Kata

Given a list/array of points on a quadratic grid, count the rectangles whose vertices are all in the given list.

The coordinates are non-negative integers (0 inclusive) bounded by 100. The axes of the coordinate system are orthogonal and equally scaled. The sides of a rectangle need not be horizontal or vertical.

Example 1:

Given the points

[(0, 0), (0, 1), (0, 2),
 (1, 0), (1, 1), (1, 2),
 (2, 0), (2, 1), (2, 2)]

There a 10 rectangles whose vertices are in this list.
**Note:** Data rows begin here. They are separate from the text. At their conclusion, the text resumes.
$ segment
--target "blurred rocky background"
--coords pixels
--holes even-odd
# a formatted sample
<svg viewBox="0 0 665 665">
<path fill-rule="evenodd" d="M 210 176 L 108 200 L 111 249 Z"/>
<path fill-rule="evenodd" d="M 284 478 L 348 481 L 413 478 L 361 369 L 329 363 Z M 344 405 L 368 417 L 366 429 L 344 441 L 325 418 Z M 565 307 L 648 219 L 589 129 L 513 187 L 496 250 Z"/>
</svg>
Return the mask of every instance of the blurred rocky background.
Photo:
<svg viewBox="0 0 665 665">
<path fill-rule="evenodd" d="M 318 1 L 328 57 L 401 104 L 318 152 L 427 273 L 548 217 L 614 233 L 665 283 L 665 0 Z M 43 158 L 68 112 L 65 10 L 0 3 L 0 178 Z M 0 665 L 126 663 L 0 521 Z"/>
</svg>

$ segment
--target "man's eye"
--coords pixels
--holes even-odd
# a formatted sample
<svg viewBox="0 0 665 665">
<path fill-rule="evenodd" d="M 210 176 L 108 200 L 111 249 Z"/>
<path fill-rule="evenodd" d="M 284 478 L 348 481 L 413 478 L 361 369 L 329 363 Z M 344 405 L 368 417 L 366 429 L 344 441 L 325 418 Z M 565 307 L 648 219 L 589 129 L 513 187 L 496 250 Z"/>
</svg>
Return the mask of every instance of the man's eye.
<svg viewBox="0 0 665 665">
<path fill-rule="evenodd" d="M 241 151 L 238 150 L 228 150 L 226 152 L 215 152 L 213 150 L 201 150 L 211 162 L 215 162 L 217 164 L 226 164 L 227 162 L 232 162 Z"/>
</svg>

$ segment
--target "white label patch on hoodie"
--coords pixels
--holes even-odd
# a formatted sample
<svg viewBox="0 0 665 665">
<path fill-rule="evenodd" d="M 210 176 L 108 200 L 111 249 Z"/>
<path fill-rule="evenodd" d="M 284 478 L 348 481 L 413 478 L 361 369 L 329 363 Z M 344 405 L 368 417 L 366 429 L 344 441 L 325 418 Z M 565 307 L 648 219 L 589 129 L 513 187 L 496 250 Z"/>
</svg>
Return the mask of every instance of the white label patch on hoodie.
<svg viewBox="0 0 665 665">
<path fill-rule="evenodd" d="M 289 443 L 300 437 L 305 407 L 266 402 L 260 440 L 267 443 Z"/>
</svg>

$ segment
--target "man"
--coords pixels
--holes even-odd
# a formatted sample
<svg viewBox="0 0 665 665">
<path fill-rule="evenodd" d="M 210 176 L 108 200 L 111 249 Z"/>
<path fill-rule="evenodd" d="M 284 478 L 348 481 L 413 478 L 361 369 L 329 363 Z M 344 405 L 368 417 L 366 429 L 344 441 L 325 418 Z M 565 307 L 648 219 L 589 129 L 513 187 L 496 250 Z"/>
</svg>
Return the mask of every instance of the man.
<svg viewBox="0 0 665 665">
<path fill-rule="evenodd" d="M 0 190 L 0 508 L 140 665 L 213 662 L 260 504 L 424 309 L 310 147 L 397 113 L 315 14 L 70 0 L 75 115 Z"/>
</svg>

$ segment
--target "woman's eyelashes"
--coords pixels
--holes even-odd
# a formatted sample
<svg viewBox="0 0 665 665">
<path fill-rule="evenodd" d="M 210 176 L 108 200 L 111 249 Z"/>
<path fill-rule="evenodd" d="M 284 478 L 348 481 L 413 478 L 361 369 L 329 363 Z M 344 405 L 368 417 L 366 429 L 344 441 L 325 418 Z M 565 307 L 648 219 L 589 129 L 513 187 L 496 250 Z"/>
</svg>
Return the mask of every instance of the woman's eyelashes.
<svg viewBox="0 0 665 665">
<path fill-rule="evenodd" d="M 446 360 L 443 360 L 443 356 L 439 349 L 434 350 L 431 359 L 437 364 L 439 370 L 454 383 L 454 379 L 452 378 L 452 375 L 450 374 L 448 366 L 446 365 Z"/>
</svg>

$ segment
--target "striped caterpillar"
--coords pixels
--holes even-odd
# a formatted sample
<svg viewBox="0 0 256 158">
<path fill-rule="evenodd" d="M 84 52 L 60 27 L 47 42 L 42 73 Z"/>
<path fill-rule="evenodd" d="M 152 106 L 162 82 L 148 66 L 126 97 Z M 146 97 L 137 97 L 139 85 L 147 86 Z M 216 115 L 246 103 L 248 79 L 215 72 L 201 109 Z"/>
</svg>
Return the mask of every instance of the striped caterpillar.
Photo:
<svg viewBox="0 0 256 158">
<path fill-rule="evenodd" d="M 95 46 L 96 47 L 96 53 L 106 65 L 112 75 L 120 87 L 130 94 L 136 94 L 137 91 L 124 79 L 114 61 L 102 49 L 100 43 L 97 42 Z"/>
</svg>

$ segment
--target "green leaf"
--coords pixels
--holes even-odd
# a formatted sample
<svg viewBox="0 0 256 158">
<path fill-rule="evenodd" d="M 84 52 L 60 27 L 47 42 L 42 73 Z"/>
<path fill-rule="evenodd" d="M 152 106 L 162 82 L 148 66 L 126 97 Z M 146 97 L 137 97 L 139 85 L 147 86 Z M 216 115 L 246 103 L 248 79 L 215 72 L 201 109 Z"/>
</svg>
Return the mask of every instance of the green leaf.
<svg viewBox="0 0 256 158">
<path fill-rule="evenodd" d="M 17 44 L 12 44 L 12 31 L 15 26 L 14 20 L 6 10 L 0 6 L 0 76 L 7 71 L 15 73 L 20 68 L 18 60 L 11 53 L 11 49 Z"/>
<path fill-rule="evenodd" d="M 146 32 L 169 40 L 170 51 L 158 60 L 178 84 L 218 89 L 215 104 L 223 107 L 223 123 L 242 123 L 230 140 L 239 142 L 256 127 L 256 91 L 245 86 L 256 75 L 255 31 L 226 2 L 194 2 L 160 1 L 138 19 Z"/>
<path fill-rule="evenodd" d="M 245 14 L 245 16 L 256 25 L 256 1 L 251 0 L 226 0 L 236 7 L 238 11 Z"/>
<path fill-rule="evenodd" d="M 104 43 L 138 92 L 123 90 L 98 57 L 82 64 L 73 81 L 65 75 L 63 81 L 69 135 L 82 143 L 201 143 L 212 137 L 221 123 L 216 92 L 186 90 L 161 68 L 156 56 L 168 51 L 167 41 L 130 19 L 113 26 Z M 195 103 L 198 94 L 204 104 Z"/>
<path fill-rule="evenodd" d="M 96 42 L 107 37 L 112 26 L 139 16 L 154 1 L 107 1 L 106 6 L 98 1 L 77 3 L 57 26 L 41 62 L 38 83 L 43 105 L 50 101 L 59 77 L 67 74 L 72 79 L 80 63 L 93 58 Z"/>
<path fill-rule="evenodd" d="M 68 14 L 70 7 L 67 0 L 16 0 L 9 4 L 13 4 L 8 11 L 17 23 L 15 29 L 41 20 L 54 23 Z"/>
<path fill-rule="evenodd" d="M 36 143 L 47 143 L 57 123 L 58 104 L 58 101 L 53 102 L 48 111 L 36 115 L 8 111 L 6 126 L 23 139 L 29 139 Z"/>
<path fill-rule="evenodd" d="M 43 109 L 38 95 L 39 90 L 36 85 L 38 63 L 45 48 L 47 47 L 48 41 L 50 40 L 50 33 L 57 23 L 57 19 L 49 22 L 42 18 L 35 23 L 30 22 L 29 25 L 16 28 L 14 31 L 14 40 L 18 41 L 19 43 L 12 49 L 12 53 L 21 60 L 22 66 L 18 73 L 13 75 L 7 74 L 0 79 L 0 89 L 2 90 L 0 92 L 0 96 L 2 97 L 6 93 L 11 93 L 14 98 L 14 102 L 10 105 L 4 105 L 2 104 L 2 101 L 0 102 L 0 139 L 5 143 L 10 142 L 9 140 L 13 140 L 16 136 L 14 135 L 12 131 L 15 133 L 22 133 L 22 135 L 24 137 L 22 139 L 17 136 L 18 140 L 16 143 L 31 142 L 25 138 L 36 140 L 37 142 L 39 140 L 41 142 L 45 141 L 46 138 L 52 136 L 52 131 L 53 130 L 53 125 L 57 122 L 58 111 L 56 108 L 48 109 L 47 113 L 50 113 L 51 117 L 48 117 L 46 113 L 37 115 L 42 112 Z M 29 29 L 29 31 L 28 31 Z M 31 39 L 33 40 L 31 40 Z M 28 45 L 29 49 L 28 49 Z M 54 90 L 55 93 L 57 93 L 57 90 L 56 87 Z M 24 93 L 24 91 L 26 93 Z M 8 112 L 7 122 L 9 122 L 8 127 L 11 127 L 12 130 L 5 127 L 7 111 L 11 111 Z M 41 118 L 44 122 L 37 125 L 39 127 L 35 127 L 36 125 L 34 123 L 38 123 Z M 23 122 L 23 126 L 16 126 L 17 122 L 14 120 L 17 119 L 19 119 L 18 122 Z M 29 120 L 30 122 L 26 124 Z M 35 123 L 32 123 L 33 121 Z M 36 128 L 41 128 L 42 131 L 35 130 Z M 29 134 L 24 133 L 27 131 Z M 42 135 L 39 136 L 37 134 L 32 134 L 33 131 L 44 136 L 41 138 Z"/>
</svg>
Nine rectagles have their sides aligned with the axes of the coordinate system, and the last rectangle is the one with coordinates (0, 1), (1, 0), (2, 1), (1, 2): Example 2:

Given the points

[(1, 0), (4, 0),
 (1, 1), (3, 1), (9, 1),
 (0, 2), (4, 2), (5, 2), (6, 2), (9, 2),
 (2, 3), (5, 3), 
 (1, 4), (2, 4), (4, 4), (5, 4), (9, 4)]

There are 12 rectangles whose vertices are in the given list, as shown in the figure: The vertices of these rectangles are:

((3, 1), (1, 0), (0, 2), (2, 3))
((0, 2), (1, 0), (5, 2), (4, 4))
((0, 2), (4, 0), (5, 2), (1, 4))
((1, 0), (4, 0), (4, 4), (1, 4))
((4, 0), (3, 1), (5, 3), (6, 2))
((4, 0), (1, 1), (2, 4), (5, 3))
((1, 1), (9, 1), (9, 4), (1, 4))
((3, 1), (5, 2), (4, 4), (2, 3))
((4, 2), (5, 2), (5, 4), (4, 4))
((4, 2), (9, 2), (9, 4), (4, 4))
((5, 2), (9, 2), (9, 4), (5, 4))
((5, 3), (2, 3), (2, 4), (5, 4))

The most complex tests will randomly select approximately 15% of the points in a 50-by-100 grid. The result will typically be in the thousands.